Australia Needs to be More Citizen-Centric
27 March 2012 at 3:14 pm
Australia is lagging behind in the co-design and co-production space between government and the Not for Profit sectors, a conference has been told.
Not for Profit leader, Elaine Henry, who is the chair of the Australian Research Alliance for Children and Youth and the former CEO of the Smith Family says internationally the pendulum has swung from public sector to private enterprise, but it is now coming to rest on citizens.
Henry was speaking at “The Co-Design for Citizen-Centric Service Delivery Conference” in Melbourne being attended by senior Commonwealth, State and Local Government representatives as well as academics and leaders in the Not for Profit sector.
Organisers of the Conference say Government and the Not for Profit sector are increasingly recognising the benefits of co-design and co-production, but the question now is not whether to pursue co-design and co-production, but how to do this most effectively.
Co-design and co-production can be defined as a systematic approach to understanding citizens and working with them to design, shape and deliver better policies and services.
Organisers say it’s not only about being ‘citizen-centric’ but about partnering with communities to ensure policies and services deliver desired outcomes.

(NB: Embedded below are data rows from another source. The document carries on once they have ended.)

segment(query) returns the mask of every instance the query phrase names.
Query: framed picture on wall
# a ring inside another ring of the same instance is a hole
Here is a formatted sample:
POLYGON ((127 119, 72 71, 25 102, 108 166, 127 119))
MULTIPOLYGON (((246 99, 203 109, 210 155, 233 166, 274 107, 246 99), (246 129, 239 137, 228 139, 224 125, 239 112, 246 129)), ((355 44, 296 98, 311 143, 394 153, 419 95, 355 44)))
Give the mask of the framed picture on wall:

They say the benefits of this approach are clear but it can be challenging, particularly because it is a significant departure from the way policies and services are traditionally designed and delivered.
Elaine Henry told the conference that she sees co-design as part of the co-production process.
She says that peoples' needs are better met if they are part of the process of designing and producing services.
“You must give as well as get. Co-production is about this process, allowing service recipients to contribute, not treating them as 'costs'.”
Elaine used the example of a group of women who, 30 years ago, wanted to share their experience with breast cancer with women just diagnosed to help them. They had to get the permission of doctors to talk to patients.
She says that now it is a self-organising network, where every woman can connect to others without having to 'ask permission' of an authority figure.